Par contre-coup, une vive fermentation remuait alors les protestans français, excités par la guerre générale. Le fanatisme des populations montagnardes des Cévennes, du Vivarais et du Dauphiné s’exaltait à l’appel des ministres proscrits, des prédicans et voyans extatiques de l’un et l’autre sexe. Un livre de Jurieu, lancé de l’exil en 1686, annonçait la délivrance de l’église et la ruine de la Babylone papiste. Ce premier soulèvement fut pourtant bientôt comprimé, grâce aux mesures, aussi habilement calculées qu’inexorables, de l’intendant Basville. Le comte de Grignan n’était pas resté inactif de son côté. Il devait surtout s’opposer à ce que les protestans soulevés du Vivarais pussent donner la main à ceux du Dauphiné et de la Haute-Provence. Dans sa correspondance avec Louvois, en 1689, il insiste sur la dispersion d’une assemblée de nouveaux convertis, tenue à La Charce[1], sur la ruine de cette communauté, sur l’arrestation des prophètes et prophétesses, à qui on fait leur procès, enfin sur la punition infligée au sieur de Poissac, capitaine de milices, qui « oste les anciens catholiques de sa compagnie, pour la remplir de nouveaux convertis, dans le dessein de se jeter avec eux chez les ennemis[2]

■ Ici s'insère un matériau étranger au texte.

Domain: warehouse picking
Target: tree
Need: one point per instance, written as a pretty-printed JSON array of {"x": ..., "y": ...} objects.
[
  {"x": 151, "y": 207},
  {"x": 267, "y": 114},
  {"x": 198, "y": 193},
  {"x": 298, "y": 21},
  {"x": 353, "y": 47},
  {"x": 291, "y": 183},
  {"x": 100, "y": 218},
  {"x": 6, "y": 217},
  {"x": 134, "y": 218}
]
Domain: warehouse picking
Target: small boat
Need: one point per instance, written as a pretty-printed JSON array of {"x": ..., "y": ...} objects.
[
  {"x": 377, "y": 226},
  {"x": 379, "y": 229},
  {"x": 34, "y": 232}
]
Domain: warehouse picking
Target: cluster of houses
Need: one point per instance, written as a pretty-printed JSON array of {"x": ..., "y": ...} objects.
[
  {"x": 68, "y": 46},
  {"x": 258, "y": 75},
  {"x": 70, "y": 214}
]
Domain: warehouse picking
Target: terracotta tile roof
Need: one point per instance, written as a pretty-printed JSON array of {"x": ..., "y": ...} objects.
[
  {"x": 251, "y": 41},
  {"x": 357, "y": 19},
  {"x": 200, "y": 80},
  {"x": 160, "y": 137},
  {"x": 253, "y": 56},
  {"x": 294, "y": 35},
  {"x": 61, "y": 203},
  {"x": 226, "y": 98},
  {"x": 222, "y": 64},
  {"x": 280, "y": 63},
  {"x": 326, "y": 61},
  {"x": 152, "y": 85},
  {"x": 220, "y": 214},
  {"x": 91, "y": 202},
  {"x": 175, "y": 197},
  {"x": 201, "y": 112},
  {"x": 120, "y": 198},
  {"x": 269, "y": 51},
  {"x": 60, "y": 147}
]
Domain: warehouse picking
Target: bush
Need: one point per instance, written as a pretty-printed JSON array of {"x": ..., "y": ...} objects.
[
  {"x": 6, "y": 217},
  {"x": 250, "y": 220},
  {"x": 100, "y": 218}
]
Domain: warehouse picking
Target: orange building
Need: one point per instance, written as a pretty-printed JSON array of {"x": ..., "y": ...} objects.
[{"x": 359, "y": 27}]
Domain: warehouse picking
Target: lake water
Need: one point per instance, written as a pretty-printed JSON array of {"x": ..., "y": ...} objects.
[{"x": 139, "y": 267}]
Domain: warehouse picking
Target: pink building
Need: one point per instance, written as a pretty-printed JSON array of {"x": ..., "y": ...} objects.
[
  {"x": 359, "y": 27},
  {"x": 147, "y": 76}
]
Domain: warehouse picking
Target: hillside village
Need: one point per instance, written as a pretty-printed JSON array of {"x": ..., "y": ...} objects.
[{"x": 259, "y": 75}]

Cependant le danger allait devenir plus pressant. Catinat, après une marche rapide, s’était emparé de Nice au printemps de 1691 et, de là, il était entré en Piémont, en s’avançant jusqu’à Coni, devant lequel il avait échoué. Refoulé ensuite vers les Alpes par le duc, qui avait reçu des renforts, il repasse en Dauphiné, puis en Savoie, où il prend Montmélian et borne son effort, en 1692, à couvrir Pignerol et Suze. Le duc de Savoie, de son côté, par un mouvement contraire et à la tête de soixante mille hommes, pénètre en Dauphiné par les cols du Var, de Mirabeau, de l’Argentière ; guidé par les Barbets à travers les passages, ayant avec lui le duc de Leinster, Schomberg et un corps de quatre mille réfugiés ou Vaudois, il est précédé d’une proclamation de Guillaume d’Orange, qui provoque les Français

  1. Ancienne paroisse du comté de Forcalquier, située à 7 lieues de Gap. — c’était, au point de vue féodal, une seigneurie de quelque importance, dont une brandie des La Tour-du-Pin porte encore aujourd’hui le nom (note communiquée avec d’autres renseignemens par M. de Berlue-Péruasis).
  2. Lettre du 1er mars 1689.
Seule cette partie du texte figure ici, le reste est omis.